Nietypowy widok napotkali przechodnie, którzy w poniedziałek około godz. 4.30 przebywali w okolicy ul. Bohaterów Monte Cassino w Sopocie. W podziemnym przejściu dla pieszych, biegnącym pod torami kolejowymi, mogli zobaczyć auto osobowe.
To, jak samochód się tam znalazł, wyjaśnia nam policja. – Funkcjonariusze, patrolując pieszo centrum miasta, zauważyli, jak w pewnej odległości od nich, w udostępnionej do ruchu części ulicy Bohaterów Monte Cassino, kierujący samochodem wykonuje dziwne manewry – opowiada asp.szt. Dariusz Bzymek, naczelnik Wydziału Ruchu Drogowego KMP w Sopocie.
Wcześniej mieli "pępkowe"
Policjanci chcieli zatrzymać kierowcę do kontroli, ale ten wtedy nagle zjechał do tunelu. Stamtąd nie mógł już samodzielnie wyjechać. Na szczęście w przejściu nie było w tym momencie ludzi.

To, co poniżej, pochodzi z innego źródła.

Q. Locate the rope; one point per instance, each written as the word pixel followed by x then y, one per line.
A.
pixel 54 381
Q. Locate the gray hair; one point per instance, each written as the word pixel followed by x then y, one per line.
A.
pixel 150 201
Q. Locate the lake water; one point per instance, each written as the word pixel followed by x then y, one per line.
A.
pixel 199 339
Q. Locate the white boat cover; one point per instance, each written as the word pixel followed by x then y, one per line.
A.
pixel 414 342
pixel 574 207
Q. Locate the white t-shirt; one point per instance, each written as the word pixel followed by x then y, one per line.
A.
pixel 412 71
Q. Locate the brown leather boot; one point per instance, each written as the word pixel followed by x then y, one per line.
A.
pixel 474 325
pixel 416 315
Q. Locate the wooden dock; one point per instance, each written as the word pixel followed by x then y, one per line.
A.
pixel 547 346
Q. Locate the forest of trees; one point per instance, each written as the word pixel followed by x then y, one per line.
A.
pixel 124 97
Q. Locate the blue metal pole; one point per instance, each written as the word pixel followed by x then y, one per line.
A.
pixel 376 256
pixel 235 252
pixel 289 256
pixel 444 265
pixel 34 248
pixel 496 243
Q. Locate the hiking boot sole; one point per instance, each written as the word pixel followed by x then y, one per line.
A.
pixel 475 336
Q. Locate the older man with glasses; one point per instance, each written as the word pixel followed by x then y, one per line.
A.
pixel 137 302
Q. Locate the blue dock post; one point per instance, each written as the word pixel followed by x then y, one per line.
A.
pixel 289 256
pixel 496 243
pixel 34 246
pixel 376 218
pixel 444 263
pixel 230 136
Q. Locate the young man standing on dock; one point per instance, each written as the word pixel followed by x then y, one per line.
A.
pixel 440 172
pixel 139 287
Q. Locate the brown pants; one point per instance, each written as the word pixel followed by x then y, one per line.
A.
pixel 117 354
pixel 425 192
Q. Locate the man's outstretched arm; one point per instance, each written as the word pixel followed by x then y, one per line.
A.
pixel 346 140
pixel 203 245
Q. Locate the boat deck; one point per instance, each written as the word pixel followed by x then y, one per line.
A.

- Gdy policjanci dobiegli na miejsce, zauważyli, że samochodem jechało czterech kolegów, a kierującym był 27-letni mieszkaniec powiatu kartuskiego. Funkcjonariusze od razu wyczuli od niego silną woń alkoholu i sprawdzili jego trzeźwość – relacjonuje Bzymek. Ich przypuszczenia potwierdziły się – mężczyzna miał promil alkoholu w wydychanym powietrzu.
Kierowca auta tłumaczył policjantom, że wraz z kolegami świętowali narodziny dziecka jednego z nich. Właśnie wracali z imprezy do domu. Jego bardzo ekspresyjne zachowanie wzbudziło kolejne podejrzenia mundurowych i postanowili zbadać go wstępnie na obecność narkotyków w organizmie. Narkotest ujawnił w jego ślinie amfetaminę.
Samochód został odholowany na policyjny parking, a kierowca trafił do izby zatrzymań, gdzie w jego bieliźnie znaleziono torebkę z białym proszkiem. Jak się dowiedzieliśmy, policja po wytrzeźwieniu 27-latka chce postawić mu zarzut sprowadzenia zagrożenia katastrofy w ruchu lądowym. Grozi za to do 8 lat więzienia.
Jego koledzy wrócili do domów – żadnemu z nich nic się nie stało.